2

I am going through the example (below): which is a binary classification example. I want to make sure some of my intuition is correct here as there is not much documentation regarding the lime package due to it being relatively new.

Output of the example

library(xgboost)
library(dplyr)
library(caret)
library(insuranceData) # example dataset https://cran.r-project.org/web/packages/insuranceData/insuranceData.pdf
library(lime) # Local Interpretable Model-Agnostic Explanations
set.seed(123)
data(dataCar)
mydb <- dataCar %>% select(clm, exposure, veh_value, veh_body,
                           veh_age, gender, area, agecat)

label_var <- "clm"  
offset_var <- "exposure"
feature_vars <- mydb %>% 
  select(-one_of(c(label_var, offset_var))) %>% 
  colnames()

#preparing data for xgboost (one hot encoding of categorical (factor) data
myformula <- paste0( "~", paste0( feature_vars, collapse = " + ") ) %>% as.formula()
dummyFier <- caret::dummyVars(myformula, data=mydb, fullRank = TRUE)
dummyVars.df <- predict(dummyFier,newdata = mydb)
mydb_dummy <- cbind(mydb %>% select(one_of(c(label_var, offset_var))), 
                    dummyVars.df)
rm(myformula, dummyFier, dummyVars.df)


feature_vars_dummy <-  mydb_dummy  %>% select(-one_of(c(label_var, offset_var))) %>% colnames()

xgbMatrix <- xgb.DMatrix(
  data = mydb_dummy %>% select(feature_vars_dummy) %>% as.matrix, 
  label = mydb_dummy %>% pull(label_var),
  missing = "NAN")


#model 2 : this works
myParam2 <- list(max.depth = 2,
                 eta = .01,
                 gamma = 0.001,
                 objective = 'binary:logistic',
                 eval_metric = "logloss")


booster2 <- xgb.train(
  params = myParam2, 
  data = xgbMatrix, 
  nround = 50)

explainer <- lime(mydb_dummy %>% select(feature_vars_dummy), 
                  model = booster2)

explanation <- explain(mydb_dummy %>% select(feature_vars_dummy) %>% head,
                       explainer,
                       n_labels = 2, ###### NOTE: I added this value, not sure if it should be '=1' or '=2' for binary classification.
                       n_features = 2)


plot_features(explanation)

The above code talks about insurance claims which is a classification problem, claim or not claim.

Questions:

What is the function of n_labels - I have a binary classification for my own problem so would n_lables correspond to 0 and 1?
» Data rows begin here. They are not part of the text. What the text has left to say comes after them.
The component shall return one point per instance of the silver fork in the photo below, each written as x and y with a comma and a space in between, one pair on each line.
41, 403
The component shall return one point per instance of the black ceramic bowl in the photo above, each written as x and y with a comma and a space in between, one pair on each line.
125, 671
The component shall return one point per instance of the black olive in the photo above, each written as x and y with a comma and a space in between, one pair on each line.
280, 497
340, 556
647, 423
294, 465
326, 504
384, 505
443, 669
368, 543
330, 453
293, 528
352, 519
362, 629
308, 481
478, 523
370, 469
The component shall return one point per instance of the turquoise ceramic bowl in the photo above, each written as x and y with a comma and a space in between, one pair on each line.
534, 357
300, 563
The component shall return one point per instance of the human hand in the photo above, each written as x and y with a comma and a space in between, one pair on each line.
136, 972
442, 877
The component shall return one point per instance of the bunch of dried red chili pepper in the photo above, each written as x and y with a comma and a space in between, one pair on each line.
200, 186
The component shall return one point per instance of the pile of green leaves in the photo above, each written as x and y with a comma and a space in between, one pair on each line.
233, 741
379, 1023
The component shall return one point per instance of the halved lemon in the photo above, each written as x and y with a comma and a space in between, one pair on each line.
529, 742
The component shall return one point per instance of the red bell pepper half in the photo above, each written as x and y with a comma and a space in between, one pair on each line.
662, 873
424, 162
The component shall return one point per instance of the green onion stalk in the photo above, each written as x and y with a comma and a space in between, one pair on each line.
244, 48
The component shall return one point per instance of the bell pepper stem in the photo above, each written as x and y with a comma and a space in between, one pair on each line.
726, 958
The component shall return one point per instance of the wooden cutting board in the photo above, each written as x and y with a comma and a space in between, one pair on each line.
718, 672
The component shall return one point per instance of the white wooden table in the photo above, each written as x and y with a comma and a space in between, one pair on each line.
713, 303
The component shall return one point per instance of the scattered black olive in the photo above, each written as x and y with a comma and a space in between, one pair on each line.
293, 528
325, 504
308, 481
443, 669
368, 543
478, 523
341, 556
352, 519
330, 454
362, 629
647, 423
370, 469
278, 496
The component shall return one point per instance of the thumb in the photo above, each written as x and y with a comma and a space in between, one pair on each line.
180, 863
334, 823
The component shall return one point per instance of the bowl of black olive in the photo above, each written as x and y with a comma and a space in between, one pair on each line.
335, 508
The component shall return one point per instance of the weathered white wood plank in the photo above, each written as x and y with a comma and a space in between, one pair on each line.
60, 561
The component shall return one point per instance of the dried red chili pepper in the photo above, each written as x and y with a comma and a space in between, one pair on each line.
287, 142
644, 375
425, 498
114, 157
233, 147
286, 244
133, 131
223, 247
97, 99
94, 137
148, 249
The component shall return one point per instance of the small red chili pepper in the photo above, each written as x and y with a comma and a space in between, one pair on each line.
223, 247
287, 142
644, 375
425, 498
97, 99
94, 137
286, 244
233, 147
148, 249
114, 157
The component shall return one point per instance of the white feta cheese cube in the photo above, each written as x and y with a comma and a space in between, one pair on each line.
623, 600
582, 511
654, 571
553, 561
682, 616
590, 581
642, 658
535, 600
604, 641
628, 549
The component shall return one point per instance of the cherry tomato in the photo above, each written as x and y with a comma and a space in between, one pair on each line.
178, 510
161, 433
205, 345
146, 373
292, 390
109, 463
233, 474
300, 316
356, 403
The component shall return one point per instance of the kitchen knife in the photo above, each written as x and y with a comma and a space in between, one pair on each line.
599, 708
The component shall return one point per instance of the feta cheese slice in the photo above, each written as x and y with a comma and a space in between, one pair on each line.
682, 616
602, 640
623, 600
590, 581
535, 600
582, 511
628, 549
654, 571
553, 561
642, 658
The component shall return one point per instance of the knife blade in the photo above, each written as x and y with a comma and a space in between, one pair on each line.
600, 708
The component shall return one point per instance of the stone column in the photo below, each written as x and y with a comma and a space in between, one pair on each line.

In the example here the author talks about malignant and benign for the labels. However when I run the code on my own classification problem (I make sure that there is 0 and 1 observations in the data that I plot for plot_features(explanation), but the labels do not match the true value of what that observation is...

For my own problem I have the following plot;

I set n_labels = 1 (this plot is different to the code above (but still a classification problem)).

Here in case 2 I have under the labels header a result of 1 - which, can I assume is a binary classification prediction? However when I output the actual true results of the binary output I have the following 1 0 1 0 1 0 which I am reading that the model predicted that case 1 was classified as 0 and in actual fact it was a 1.case 2 prediction was a 1 and in fact was a 0, case 3 was predicted to be a 0 and infact it was a 1, case 4 was predicted to be a 0 and it was actually a 0 etc... is this incorrect? btw I used an xgb model to make predictions.

Secondly; All the 0 cases in the plot (so cases 1, 3, 4, 5, 6) all have similar characteristics... whereas case 2 is different and it has other variables/features which affect the model (I only plot 4 variables from the model (again I do not know if they are plotted randomly or by some importance score)).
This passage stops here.